Page 1 of 1

MySQL not handling UTF-8 encoding correctly?

Posted: Thu May 01, 2008 12:42 pm
by nutkenz
In my common.php file - used in all pages - I've defined the following;

Code: Select all

mb_language('uni');
mb_http_output("UTF-8");
mb_internal_encoding("UTF-8");
header("Cache-control: private");
header("Content-type: text/html; charset=utf-8");
This is what I've inserted into my DB: "Beschermt DVD’s, CD’s, foto’s, CD-roms en...".

This seems to be okay; I can get the value back from the DB and display it the same way in a browser (set to prefer UTF-8).

However, in phpMyAdmin I see the description as: "Beschermt DVD’s, CD’s, foto’s, CD-roms en..."

Collation is set to utf8_unicode_ci on the connection (global config), column, table and database.
The character encoding is set to UTF-8 Unicode (utf8).

I'm running phpMyAdmin v2.11.1 and MySQL 5.0.45 on a Windows system

In config.inc.php for phpMyAdmin I see the following is defined:

Code: Select all

// Default language to use, if not browser-defined or user-defined
$cfg['DefaultLang'] = 'en-iso-8859-1';
 
// Default connection collation (used for MySQL >= 4.1)
$cfg['DefaultConnectionCollation'] = 'utf8_unicode_ci';
 
// Default charset to use for recoding of MySQL queries, does not take
// any effect when charsets recoding is switched off by
// $cfg['AllowAnywhereRecoding'] or in language file
// (see $cfg['AvailableCharsets'] to possible choices, you can add your own)
$cfg['DefaultCharset'] = 'utf-8';
 
// Available charsets for MySQL conversion. currently contains all which could
// be found in lang/* files and few more.
// Charsets will be shown in same order as here listed, so if you frequently
// use some of these move them to the top.
$cfg['AvailableCharsets'] = array(
    'utf-16',
    'utf-8',
);
My my.cnf file for MySQL contains:

Code: Select all

character-set-server = utf8
collation-server = utf8_unicode_ci
Does anyone know what's going on here? Why is phpMyAdmin screwing up the characters?

Re: MySQL not handling UTF-8 encoding correctly?

Posted: Sun May 04, 2008 1:10 pm
by nutkenz
Does anyone have a clue?

Re: MySQL not handling UTF-8 encoding correctly?

Posted: Mon May 05, 2008 8:49 am
by dml
The first thing to confirm is whether the data is encoded correctly in the database, which will isolate the problem to either the side of the system that's inserting data, or the side that's selecting data.

A quick check that can find a subset of utf8 encoding problems is to call char_length(x), where x is the column the data is stored in.
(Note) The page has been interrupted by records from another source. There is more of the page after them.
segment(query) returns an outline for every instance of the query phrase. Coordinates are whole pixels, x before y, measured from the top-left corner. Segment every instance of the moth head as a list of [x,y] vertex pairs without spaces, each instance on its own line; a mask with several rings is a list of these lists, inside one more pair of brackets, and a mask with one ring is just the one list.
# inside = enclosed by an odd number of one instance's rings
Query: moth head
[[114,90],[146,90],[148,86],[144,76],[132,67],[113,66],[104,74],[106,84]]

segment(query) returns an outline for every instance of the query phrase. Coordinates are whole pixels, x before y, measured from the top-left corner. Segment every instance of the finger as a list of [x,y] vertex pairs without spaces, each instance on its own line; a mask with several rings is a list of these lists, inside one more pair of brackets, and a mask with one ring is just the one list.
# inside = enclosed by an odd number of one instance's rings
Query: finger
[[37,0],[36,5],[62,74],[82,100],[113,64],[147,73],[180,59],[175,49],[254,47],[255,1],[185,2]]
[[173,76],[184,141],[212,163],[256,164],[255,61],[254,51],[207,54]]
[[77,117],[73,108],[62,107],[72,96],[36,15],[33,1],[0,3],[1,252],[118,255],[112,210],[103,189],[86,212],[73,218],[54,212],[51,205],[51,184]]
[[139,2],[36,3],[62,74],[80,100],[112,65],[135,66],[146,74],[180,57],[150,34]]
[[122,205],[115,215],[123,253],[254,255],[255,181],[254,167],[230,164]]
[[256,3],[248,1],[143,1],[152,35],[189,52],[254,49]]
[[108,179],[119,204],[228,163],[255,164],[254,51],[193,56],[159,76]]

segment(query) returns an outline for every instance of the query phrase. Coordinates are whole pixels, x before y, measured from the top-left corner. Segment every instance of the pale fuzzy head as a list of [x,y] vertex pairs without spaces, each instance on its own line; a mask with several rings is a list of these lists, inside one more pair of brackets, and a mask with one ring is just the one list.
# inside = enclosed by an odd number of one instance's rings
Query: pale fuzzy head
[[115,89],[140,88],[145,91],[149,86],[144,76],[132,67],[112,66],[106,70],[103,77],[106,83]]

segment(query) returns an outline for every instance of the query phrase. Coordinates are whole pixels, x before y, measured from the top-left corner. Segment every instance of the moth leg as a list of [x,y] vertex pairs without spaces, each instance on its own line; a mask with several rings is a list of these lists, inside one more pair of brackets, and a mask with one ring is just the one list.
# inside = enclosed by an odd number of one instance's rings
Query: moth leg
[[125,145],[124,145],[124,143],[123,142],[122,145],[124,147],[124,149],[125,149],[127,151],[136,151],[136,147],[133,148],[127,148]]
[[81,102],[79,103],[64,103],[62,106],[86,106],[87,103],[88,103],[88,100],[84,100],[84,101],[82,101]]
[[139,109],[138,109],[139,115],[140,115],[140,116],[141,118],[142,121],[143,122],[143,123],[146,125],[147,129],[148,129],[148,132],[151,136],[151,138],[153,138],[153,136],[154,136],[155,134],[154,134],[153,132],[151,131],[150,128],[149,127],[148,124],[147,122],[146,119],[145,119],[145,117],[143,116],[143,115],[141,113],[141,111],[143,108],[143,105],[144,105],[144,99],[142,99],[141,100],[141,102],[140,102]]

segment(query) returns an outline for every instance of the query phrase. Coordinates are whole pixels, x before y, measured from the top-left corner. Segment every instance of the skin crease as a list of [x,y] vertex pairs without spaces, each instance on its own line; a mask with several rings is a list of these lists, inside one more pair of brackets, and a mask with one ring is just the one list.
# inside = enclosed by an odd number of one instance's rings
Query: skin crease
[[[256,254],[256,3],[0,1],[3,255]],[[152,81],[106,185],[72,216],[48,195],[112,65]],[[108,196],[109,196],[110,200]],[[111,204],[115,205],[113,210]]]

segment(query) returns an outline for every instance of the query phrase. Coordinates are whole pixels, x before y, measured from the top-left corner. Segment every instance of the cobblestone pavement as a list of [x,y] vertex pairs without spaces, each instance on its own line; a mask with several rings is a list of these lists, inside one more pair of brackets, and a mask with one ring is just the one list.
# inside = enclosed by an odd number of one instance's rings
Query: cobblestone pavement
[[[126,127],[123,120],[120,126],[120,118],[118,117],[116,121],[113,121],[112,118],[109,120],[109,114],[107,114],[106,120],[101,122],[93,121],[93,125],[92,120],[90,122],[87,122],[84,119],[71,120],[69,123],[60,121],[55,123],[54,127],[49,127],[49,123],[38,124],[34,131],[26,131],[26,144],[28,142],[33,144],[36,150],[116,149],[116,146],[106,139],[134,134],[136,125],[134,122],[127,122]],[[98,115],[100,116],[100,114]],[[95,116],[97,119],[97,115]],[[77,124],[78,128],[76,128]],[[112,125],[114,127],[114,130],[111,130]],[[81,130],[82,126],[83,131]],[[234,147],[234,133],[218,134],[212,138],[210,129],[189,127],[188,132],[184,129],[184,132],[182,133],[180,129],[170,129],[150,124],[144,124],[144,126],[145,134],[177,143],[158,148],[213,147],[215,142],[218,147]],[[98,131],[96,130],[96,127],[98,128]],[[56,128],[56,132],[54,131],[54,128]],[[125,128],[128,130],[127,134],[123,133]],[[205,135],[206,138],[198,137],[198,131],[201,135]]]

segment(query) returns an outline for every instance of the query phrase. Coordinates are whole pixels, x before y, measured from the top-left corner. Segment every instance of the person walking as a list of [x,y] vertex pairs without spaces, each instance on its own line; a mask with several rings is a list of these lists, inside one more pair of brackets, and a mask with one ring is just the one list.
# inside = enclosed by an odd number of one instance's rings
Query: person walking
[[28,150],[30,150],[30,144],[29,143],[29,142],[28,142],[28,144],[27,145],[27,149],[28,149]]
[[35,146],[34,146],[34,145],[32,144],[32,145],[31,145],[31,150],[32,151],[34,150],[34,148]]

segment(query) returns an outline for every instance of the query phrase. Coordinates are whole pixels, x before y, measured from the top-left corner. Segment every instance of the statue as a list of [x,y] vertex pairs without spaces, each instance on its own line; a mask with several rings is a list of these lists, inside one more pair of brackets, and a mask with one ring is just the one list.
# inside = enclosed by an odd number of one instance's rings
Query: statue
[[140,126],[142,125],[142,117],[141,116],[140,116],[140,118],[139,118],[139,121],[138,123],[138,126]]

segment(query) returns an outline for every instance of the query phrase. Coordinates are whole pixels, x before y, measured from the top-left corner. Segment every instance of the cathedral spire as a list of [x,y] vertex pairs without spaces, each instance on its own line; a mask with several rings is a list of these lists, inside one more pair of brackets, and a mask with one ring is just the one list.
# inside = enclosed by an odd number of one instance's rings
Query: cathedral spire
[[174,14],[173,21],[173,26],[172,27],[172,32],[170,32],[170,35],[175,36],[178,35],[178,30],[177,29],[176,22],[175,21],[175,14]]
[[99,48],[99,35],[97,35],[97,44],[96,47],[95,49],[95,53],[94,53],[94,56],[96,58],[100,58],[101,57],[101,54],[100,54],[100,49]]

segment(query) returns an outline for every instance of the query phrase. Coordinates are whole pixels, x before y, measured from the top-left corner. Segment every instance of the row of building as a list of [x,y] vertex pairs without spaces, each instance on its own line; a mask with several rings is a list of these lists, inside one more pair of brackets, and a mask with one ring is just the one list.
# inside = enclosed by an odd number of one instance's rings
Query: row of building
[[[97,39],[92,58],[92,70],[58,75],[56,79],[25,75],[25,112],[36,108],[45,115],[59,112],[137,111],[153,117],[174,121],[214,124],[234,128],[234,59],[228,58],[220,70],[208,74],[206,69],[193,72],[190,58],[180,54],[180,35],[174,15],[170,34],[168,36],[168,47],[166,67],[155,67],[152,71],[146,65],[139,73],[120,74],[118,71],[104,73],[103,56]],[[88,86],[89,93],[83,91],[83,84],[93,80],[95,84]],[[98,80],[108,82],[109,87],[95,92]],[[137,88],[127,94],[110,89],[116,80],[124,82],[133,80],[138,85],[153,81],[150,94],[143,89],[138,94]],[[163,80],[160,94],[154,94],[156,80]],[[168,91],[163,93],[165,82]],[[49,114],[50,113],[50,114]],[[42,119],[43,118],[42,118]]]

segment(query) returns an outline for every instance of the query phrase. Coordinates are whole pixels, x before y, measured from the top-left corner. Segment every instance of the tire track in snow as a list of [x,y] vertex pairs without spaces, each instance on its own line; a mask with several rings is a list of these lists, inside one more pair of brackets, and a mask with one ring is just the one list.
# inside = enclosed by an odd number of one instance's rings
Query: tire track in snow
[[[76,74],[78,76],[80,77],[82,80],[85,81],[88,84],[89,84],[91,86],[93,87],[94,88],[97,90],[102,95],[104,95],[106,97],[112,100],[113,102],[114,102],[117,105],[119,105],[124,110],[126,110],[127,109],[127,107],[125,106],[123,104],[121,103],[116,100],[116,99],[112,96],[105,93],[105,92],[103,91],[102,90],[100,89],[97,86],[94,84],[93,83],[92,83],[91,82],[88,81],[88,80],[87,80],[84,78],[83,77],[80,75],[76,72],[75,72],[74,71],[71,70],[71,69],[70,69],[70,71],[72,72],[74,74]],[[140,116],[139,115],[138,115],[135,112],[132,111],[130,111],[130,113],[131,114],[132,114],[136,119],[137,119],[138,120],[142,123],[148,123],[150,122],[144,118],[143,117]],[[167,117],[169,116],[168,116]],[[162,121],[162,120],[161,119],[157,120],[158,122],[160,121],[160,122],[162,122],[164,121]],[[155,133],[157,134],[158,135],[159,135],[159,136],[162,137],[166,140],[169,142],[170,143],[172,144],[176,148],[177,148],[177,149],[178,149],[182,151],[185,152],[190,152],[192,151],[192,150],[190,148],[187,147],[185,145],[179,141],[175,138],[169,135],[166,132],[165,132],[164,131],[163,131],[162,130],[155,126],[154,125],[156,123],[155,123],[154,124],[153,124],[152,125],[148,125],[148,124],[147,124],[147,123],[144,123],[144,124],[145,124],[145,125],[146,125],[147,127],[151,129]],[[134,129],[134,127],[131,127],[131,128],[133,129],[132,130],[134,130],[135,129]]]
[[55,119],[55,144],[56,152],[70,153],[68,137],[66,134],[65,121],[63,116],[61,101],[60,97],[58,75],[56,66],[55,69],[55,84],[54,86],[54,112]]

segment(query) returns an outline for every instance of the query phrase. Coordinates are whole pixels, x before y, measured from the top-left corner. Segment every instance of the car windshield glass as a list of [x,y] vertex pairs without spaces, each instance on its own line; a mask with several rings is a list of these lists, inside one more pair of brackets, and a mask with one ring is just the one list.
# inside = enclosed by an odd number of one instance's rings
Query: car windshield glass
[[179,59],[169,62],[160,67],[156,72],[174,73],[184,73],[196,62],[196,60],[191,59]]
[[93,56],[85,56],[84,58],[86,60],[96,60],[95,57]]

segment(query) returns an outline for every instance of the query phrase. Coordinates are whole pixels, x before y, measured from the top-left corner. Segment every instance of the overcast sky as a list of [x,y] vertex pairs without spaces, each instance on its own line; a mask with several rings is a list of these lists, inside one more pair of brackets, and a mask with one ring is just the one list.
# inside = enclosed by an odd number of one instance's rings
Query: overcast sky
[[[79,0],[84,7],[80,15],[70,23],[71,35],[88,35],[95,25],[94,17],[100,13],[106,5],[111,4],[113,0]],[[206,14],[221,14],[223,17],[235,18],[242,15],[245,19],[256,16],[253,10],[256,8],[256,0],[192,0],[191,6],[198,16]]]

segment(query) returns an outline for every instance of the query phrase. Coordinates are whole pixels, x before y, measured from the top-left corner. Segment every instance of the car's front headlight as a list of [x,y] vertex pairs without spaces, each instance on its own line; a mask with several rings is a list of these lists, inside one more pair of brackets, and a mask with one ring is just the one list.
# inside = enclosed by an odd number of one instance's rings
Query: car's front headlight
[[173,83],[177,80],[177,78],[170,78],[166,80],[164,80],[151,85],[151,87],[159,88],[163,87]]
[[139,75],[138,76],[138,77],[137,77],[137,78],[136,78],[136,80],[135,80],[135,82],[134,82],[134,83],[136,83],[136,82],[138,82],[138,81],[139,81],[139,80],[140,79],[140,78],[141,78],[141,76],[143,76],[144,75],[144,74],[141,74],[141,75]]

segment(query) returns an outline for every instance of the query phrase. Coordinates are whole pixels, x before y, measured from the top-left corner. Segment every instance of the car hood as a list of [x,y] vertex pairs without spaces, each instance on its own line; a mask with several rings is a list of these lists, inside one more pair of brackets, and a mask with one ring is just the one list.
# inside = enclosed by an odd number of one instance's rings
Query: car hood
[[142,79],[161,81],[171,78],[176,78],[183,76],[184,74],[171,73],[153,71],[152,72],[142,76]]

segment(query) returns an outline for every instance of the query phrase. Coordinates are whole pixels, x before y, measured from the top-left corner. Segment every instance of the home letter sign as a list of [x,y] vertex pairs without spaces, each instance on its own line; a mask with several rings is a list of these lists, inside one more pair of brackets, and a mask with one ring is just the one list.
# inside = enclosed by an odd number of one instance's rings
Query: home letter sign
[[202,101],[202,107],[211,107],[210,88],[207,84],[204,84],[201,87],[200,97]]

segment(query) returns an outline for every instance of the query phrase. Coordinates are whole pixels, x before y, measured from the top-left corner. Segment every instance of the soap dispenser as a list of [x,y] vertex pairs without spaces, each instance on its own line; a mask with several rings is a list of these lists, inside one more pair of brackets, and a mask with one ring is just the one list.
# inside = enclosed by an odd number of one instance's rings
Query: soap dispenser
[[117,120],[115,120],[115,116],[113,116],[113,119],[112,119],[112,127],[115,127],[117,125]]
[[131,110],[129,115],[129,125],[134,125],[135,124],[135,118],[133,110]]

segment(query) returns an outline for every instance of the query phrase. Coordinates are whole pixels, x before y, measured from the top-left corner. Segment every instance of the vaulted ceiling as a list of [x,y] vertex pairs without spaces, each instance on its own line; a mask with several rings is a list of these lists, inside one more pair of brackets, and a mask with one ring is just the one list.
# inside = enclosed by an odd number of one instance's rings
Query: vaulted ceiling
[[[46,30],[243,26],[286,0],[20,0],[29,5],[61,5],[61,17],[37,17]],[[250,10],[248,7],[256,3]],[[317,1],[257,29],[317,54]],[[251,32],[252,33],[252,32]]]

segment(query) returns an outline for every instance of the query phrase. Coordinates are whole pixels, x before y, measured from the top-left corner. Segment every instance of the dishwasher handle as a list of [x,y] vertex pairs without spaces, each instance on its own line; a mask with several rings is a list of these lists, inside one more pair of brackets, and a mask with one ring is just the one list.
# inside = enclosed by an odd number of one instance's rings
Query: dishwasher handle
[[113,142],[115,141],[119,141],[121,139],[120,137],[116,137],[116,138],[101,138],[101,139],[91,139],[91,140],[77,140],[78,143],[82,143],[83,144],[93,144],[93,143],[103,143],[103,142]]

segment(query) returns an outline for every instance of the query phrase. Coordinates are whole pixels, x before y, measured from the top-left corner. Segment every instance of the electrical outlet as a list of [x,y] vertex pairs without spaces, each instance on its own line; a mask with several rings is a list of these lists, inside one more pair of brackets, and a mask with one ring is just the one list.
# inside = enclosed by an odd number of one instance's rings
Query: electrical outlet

If the character length returned is longer than the number of characters in the string, there's definitely a problem.

More thoroughly... it looks like your problem character is the 'RIGHT SINGLE QUOTATION MARK', which is 0x92 in latin1, Unicode code point u2019, utf8-encoded as 0xE28099. If you do 'SELECT charset(x), hex(x) from table', the hex representation should be consistent with the encoding, so:

Code: Select all

 
charset: latin1, hex: ...92... // CORRECT
charset: utf8, hex: ...E28099... // CORRECT
charset: latin1, hex: ...E28099.... // INCORRECT
 

Re: MySQL not handling UTF-8 encoding correctly?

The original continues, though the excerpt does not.